Quand un bruit sourd résonne, je m'autorise à rouvrir les paupières : le garçon est affalé au sol, et les deux brigands s'enfuient à toute allure.

Misérables lâches !


J'écoute leurs lourds pas résonner dans la nuit froide, et n'ose toujours pas esquisser le moindre geste même lorsque je suis certaine qu'ils sont partis. J'avale lentement ma salive, car j'ai comme un goût de bile sur la langue, une sorte de mal aise coincé dans la gorge.

Puis je me résigne et fais un pas en avant, les membres tout engourdis.

Je me dirige lentement vers le jeune homme. Est-il encore en vie ?

Dès que je m'agenouille près de lui, il a un petit sursaut, comme s'il avait peur de recevoir encore un coup.

Il relève la tête, l'air grave, et quand il me reconnaît, il écarquille les yeux. Il doit me prendre pour une dingue, et je pense qu'il a raison à cet instant !

Je lui tends la main, en essayant de sourire. Le garçon demeure interdit.

Puis il saisit mon bras et on se soulève mutuellement, quoique, avec un peu de mal.

Il peine à tenir debout. Je ne sais pas quoi dire. Et lorsque, dans la lumière blafarde d'un réverbère voisin, je découvre ses blessures, j'étouffe un cri.

Sa lèvre et son arcade sourcilière saignent, il a quelques plaques rouges et des bleus déjà en formation un peu partout. Je n'imagine pas le reste.

Ses yeux sont plantés dans les miens, il reste digne malgré tout ça. Je prends la résolution de l'aider :

« Je vais te ramener chez toi, dis-je. »

Je suis surprise par ma propre voix assurée.

« Quoi ? croasse-t-il. »

Le garçon est alors pris d'une violente quinte de toux, et crache sur la terre humide.

« Bon... OK, acquiesce-t-il, en observant d'un air dégoutté les petites flaques de sang éparpillées ça-et-là. »

SON sang.

Il boîte vers moi, et je prends doucement sa main. Il s'arrête, et ses yeux fouillent les miens.

« Merci, souffle-t-il, en portant l'autre main à son cœur. Vraiment. »

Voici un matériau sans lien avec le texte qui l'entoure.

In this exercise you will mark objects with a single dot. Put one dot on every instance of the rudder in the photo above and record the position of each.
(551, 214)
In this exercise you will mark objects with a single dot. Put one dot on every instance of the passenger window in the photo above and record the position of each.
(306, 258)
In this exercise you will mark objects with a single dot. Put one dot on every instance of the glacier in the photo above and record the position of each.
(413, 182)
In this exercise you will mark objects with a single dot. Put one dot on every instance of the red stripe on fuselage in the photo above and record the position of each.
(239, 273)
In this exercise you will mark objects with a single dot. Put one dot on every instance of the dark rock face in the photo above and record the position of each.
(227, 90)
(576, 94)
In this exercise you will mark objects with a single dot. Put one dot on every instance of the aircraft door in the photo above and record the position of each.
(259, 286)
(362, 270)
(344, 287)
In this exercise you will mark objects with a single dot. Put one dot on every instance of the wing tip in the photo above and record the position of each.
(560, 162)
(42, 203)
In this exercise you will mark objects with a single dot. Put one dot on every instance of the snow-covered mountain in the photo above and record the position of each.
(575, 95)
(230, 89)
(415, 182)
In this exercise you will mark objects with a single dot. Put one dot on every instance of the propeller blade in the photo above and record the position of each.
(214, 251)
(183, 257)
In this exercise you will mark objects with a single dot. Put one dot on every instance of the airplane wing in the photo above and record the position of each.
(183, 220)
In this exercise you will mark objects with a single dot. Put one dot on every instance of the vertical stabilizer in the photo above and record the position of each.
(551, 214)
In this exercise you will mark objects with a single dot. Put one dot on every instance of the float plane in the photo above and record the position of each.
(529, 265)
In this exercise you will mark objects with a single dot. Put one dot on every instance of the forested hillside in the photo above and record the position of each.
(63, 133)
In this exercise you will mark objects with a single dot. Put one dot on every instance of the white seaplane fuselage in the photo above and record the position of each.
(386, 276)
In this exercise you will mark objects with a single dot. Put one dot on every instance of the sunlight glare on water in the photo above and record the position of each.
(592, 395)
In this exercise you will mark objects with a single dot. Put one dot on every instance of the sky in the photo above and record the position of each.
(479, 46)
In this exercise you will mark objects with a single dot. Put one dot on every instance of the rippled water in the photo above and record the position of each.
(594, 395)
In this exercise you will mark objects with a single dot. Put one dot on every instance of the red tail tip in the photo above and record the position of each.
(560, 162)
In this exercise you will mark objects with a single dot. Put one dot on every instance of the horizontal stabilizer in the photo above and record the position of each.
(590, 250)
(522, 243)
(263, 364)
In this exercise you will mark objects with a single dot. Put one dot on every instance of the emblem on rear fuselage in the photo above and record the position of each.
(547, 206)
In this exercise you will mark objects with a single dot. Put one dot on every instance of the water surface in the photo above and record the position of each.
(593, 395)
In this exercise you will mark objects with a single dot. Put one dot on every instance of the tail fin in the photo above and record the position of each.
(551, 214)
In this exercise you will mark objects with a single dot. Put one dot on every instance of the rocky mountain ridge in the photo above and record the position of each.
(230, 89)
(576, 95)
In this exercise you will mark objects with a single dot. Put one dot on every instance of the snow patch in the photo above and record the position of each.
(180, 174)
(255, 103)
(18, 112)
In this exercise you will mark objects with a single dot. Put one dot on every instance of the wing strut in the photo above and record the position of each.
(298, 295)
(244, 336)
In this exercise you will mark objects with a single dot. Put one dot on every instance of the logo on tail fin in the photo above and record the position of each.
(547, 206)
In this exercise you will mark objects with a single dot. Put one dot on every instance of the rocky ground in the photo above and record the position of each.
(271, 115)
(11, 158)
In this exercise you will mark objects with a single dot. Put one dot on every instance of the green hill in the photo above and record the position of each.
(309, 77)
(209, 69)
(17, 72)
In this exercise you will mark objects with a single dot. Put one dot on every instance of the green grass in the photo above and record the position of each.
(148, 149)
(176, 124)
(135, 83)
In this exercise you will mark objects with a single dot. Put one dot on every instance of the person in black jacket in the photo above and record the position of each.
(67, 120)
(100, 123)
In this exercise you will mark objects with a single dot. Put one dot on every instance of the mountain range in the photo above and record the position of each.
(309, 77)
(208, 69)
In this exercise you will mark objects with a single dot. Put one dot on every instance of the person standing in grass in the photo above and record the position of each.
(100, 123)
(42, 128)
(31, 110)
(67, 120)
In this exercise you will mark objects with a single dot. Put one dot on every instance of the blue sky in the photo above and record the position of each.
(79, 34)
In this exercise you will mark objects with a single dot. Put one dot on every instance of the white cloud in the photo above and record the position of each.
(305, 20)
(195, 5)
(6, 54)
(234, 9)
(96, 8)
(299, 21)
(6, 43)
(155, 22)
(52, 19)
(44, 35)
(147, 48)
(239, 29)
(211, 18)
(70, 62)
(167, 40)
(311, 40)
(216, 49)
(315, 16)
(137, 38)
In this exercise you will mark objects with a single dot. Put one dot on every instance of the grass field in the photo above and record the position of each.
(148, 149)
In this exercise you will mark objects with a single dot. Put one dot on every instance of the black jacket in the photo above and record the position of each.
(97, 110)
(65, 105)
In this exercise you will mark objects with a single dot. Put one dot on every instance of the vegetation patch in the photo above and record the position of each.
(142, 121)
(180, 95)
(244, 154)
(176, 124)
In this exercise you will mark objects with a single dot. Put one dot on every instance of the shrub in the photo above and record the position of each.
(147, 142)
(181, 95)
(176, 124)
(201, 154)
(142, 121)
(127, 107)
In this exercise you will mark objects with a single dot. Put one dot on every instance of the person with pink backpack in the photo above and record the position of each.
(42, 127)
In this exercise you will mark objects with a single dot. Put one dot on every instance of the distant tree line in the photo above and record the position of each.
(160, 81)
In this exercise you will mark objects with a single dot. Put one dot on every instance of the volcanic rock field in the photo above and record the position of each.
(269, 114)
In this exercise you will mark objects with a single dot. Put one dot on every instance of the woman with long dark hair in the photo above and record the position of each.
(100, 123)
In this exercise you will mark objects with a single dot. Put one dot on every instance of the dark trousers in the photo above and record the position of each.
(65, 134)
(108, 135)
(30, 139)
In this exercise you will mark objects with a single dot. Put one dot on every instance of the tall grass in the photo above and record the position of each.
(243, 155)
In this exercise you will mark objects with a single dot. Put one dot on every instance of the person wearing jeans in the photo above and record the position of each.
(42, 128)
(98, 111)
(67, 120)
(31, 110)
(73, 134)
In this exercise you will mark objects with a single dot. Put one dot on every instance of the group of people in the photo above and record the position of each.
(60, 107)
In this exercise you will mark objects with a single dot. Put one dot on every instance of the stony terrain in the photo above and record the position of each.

Je n'arrive pas à articuler un mot.

On s'engage alors dans la traversée la plus lente et la plus compliquée que je n'ai jamais faite de ma vie.

Le jeune homme a la respiration sifflante, il claudique faiblement, mais continue à mettre un pied devant l'autre, pendant que je le soutiens physiquement et moralement. Heureusement, on ne croise presque personne dans ce quartier inconnu.

Les bruits de la ville sont encore plus étouffés par ici, ce qui crée un atmosphère calme et relaxante. On perçoit un léger chant d'oiseaux, en bordures de maisons, qui s'amplifie de pas en pas. J'ai l'impression qu'ils nous encouragent. C'est étonnant comme la nature ressort une fois que le tapage humain a diminué.

Le jeune homme fixe le bitume, un peu honteux d'avoir embarqué une étrangère dans son histoire. Ou alors c'est pour éviter de se casser la binette dans un nid-de-poule.

En tout cas, jamais je n'aurais imaginé me retrouver dans une telle situation.

Je ne sais même plus qu'est-ce que je fais là, j'ai totalement oublié ma famille qui doit sûrement m'attendre.